André-Joseph-Ghislain Le Glay

André-Joseph-Ghislain Le Glay, né le à Arleux (actuel département du Nord) et mort le à Lille, est un médecin, historien et archiviste français.

Reçu docteur en médecine en 1812, il exerce à Cambrai, mais s'intéresse aussi vivement à l'histoire et à l'archéologie régionales. Ses publications des années 1810 ont pour résultat sa nomination en 1822 comme responsable des archives de la ville de Cambrai, poste dans lequel il étudie les fonds de plusieurs abbayes de la région. En 1834, le ministre de l'Instruction publique et historien François Guizot le charge, à titre expérimental, d'organiser les archives du département du Nord, mission dans laquelle il réussit pleinement et qui aboutit à la loi de 1838 sur l'organisation des archives publiques en France. Il fait aussi partie de la Commission historique départementale créée en 1839.

Joseph Le Glay, aujourd'hui peu connu, est pourtant un des protagonistes du mouvement historiographique du XIXe siècle, qui a permis de faire de l'histoire la science de « ce qui s’est réellement passé », selon la formule de Leopold von Ranke[1].

Biographie

Origines familiales et formation

Il est issu d'une famille assez aisée de censiers[2], comme celle de Philippe-Antoine Merlin (1754-1838), député aux États généraux (1789) et à la Convention nationale (1792), lui aussi né à Arleux. Jusqu'en 1790, année de la création des départements, Arleux fait partie de la province du Cambrésis, la paroisse d'Arleux dépendant du diocèse de Cambrai (siège archiépiscopal depuis 1560).

Il est le fils de Julien Leglay et de son épouse Henriette Demilly[3]. Joseph Le Glay a trois ans quand débute la Révolution française (juillet 1789), quatorze lorsque Napoléon Bonaparte devient Premier Consul de la République française (9 novembre 1799/18 Brumaire an VIII).

Il fait ses études secondaires au collège de Douai[pas clair][4], puis entre à la faculté de médecine de Paris[5] où il est reçu docteur en .

Il revient dans sa région d'origine pour exercer la médecine à Cambrai avec un certain succès[réf. nécessaire], tout en s’intéressant en amateur éclairé à l’histoire et à l’archéologie locales.

Période de la Restauration (1815-1830) : directeur des archives de Cambrai

Sous la Restauration, ses deux centres d’intérêt (médecine et histoire) le conduisent à publier en 1815 et 1816, un Indicateur cambrésien (1815), à finalité historique[pas clair] et un Almanach de la santé (1816), recueil de conseils d’hygiène[6], prélude à la série des nombreux travaux qui vont jalonner sa carrière d’historien et d’archiviste.

Il ouvre un cours de botanique[7], rédige un catalogue des plantes selon le système de classement de Linné et contribue par ses recherches à une meilleure connaissance de l’histoire du Cambrésis.

Ces travaux le font nommer en 1822 archiviste de la ville de Cambrai, emploi qui lui offre une première expérience de classement d’un fonds important, laissé en désordre depuis la Révolution française.
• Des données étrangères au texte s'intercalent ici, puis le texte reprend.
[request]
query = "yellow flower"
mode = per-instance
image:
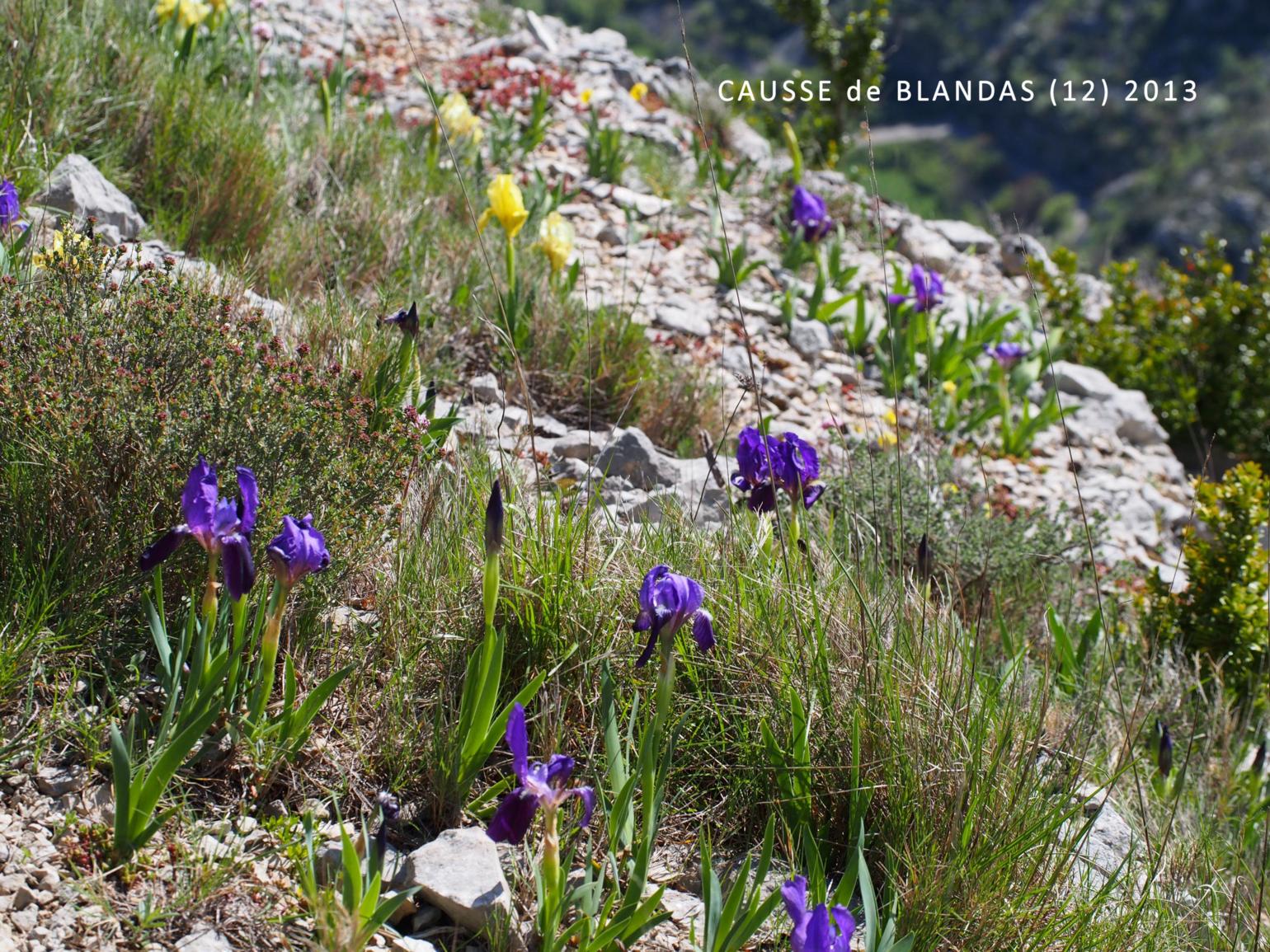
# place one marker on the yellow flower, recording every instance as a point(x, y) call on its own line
point(66, 251)
point(459, 117)
point(506, 204)
point(555, 239)
point(190, 13)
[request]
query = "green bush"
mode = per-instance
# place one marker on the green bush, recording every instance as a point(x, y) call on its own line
point(107, 396)
point(990, 559)
point(1197, 343)
point(1223, 609)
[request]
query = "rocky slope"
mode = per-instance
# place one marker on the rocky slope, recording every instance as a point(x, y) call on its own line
point(651, 254)
point(1112, 449)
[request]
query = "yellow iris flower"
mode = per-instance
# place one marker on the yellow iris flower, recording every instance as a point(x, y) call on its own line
point(507, 204)
point(190, 13)
point(555, 239)
point(459, 117)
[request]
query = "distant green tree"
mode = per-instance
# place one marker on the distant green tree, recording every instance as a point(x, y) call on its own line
point(847, 49)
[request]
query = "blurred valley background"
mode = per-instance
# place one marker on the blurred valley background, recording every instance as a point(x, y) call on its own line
point(1131, 179)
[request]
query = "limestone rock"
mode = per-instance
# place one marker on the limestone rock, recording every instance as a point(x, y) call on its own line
point(79, 190)
point(460, 874)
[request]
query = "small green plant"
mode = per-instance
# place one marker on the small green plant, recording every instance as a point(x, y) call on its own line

En 1826, devenu bibliothécaire de la ville, il continue à publier des ouvrages embrassant toutes les périodes historiques, avec une prédilection pour l’histoire religieuse, sans doute en raison de la richesse et la qualité des sources dont il dirige la conservation. On doit au docteur Le Glay la présentation exhaustive des fonds des abbayes de Cambrai, Marchiennes, Douai, Loos et Valenciennes.

Cette recherche historique qui possède toutes les caractéristiques d’une ascèse aussi patiente que coupée du monde rapprochera le docteur Le Glay des bénédictins dont il était un spécialiste reconnu. De fait, il est un des pionniers qui participent en ce début du XIXe siècle au prodigieux essor des sciences historiques en France. Basée sur l’exploitation des sources écrites ainsi que sur l’émergence d’une érudition historique multiforme, cette histoire nouvelle favorise le foisonnement de sociétés savantes qui font découvrir à un public éclairé des pans entiers de l’histoire locale et nationale. Le Glay, secrétaire perpétuel puis président de la Société d'émulation de la ville de Cambrai, outre d’être membre correspondant de la Société royale des antiquaires de France, participe à de très nombreuses académies françaises et étrangères jusqu’à la fin de sa vie[8].

Sous la monarchie de Juillet (1830-1848) : fondateur des Archives départementales du Nord

En 1834, sous la monarchie de Juillet, François Guizot, ministre de l'Instruction publique, décide de réorganiser le système des archives publiques. Comme département d'expérimentation, il choisit le Nord en raison de l'importance de ses archives et de l’urgence de leur classement (un millénaire d’histoire des comtes de Flandre correspondant à des milliers de pièces y étaient déposé sans aucun ordre).

La réussite de Le Glay à Cambrai amène le ministère à le choisir pour diriger les archives du Nord ( ). En 1837, son fils Edward (1814-1894)[9], chartiste, devient son adjoint[10].

En 1838, Guizot fait voter la loi qui organise la conservation des archives publiques françaises, qui aboutit à la généralisation des archives départementales. En 1843, Le Glay publie le premier guide d’archives départementales, une monumentale Histoire et description des archives générales du département du Nord, tandis que son fils rédige une Histoire des comtes de Flandre plusieurs fois rééditée.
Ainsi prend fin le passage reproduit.